The characteristic time \(\tau \) depends on only two factors, the inductance \(L\) and the resistance \(R\). The greater the inductance \(L\), the greater \(\tau \) is, which makes sense since a large inductance is very effective in opposing change. The smaller the resistance \(R\), the greater \(\tau \) is. Again this makes sense, since a small resistance means a large final current and a greater change to get there. In both cases—large \(L\) and small \(R\) —more energy is stored in the inductor and more time is required to get it in and out.

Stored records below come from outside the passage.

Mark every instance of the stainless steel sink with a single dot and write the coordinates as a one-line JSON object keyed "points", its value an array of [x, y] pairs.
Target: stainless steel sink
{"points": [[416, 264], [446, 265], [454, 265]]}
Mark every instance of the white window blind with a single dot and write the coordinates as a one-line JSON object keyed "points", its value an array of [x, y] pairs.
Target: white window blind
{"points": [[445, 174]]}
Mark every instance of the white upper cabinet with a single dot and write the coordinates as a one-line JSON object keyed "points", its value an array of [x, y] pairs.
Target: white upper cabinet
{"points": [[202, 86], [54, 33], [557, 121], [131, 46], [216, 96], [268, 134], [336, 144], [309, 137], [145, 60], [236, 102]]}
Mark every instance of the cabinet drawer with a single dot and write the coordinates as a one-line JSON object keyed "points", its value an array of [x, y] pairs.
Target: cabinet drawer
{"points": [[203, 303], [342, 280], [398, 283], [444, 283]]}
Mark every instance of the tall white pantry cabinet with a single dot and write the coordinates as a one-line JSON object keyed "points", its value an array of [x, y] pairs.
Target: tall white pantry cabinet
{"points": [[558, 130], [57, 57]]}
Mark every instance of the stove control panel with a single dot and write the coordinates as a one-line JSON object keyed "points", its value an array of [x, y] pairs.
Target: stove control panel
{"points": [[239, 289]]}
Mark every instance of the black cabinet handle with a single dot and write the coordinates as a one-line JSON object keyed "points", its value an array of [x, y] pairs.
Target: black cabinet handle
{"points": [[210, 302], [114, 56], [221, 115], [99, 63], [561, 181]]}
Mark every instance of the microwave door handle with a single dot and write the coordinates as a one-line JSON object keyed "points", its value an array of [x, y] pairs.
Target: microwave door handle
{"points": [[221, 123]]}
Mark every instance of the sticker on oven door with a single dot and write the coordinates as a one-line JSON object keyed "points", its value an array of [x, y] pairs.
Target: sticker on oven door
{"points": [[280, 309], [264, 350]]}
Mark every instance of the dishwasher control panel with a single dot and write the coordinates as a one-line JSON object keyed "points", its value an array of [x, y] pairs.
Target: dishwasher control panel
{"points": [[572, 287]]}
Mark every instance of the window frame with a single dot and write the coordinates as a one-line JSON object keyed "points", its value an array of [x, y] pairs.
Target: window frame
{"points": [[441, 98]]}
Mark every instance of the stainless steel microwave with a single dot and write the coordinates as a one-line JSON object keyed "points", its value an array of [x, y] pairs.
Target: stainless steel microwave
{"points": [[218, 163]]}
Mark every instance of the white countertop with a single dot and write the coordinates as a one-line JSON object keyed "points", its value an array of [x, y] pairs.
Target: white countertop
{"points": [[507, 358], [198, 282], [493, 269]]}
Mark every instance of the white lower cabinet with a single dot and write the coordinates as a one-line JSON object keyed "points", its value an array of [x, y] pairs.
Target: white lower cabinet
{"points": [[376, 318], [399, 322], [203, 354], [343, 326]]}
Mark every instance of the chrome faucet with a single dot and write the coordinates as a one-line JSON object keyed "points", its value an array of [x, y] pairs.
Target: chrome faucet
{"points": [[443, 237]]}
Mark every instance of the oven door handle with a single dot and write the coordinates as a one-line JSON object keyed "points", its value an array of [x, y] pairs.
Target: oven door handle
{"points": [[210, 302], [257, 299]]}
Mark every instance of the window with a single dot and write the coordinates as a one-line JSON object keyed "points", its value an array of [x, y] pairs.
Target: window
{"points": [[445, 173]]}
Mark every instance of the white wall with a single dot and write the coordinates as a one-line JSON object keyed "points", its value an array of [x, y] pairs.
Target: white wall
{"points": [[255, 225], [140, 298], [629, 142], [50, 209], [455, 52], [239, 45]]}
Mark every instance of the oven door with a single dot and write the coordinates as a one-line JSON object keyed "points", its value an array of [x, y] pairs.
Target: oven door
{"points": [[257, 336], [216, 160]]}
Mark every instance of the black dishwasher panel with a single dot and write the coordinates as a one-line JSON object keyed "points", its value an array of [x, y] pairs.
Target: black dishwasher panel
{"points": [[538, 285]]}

When the switch in this figure (a) is moved to position 2 and cuts the battery out of the circuit, the current drops because of energy dissipation by the resistor. But this is also not instantaneous, since the inductor opposes the decrease in current by inducing an emf in the same direction as the battery that drove the current. Furthermore, there is a certain amount of energy, \((\text{1/2}){\text{LI}}_{0}^{2}\), stored in the inductor, and it is dissipated at a finite rate. As the current approaches zero, the rate of decrease slows, since the energy dissipation rate is \({I}^{2}R\). Once again the behavior is exponential, and \(I\) is found to be

\(I={I}_{0}{e}^{-t/\tau }\text{(turning off).}\)

(See this figure (c).) In the first period of time \(\tau =L/R\) after the switch is closed, the current falls to 0.368 of its initial value, since \(I={I}_{0}{e}^{-1}=0\text{.}\text{368}{I}_{0}\). In each successive time \(\tau \), the current falls to 0.368 of the preceding value, and in a few multiples of \(\tau \), the current becomes very close to zero, as seen in the graph in this figure (c).

Example: Calculating Characteristic Time and Current in an RL Circuit

(a) What is the characteristic time constant for a 7.50 mH inductor in series with a \(\text{3.00 Ω}\) resistor? (b) Find the current 5.00 ms after the switch is moved to position 2 to disconnect the battery, if it is initially 10.0 A.

Strategy for (a)

The time constant for an RL circuit is defined by \(\tau =L/R\).

Solution for (a)

Entering known values into the expression for \(\tau \) given in \(\tau =L/R\) yields

\(\tau =\cfrac{L}{R}=\cfrac{7.50 mH}{3.00\phantom{\rule{0.25em}{0ex}}\Omega }=2.50 ms.\)

Discussion for (a)

This is a small but definitely finite time. The coil will be very close to its full current in about ten time constants, or about 25 ms.

Strategy for (b)

We can find the current by using \(I={I}_{0}{e}^{-t/\tau }\), or by considering the decline in steps. Since the time is twice the characteristic time, we consider the process in steps.

Solution for (b)

In the first 2.50 ms, the current declines to 0.368 of its initial value, which is

\(\begin{array}{lll}I& =& 0\text{.}\text{368}{I}_{0}=(0\text{.}\text{368})(\text{10.0 A})\\ & =& 3\text{.}\text{68 A at}t=2\text{.}\text{50}\text{ms.}\end{array}\)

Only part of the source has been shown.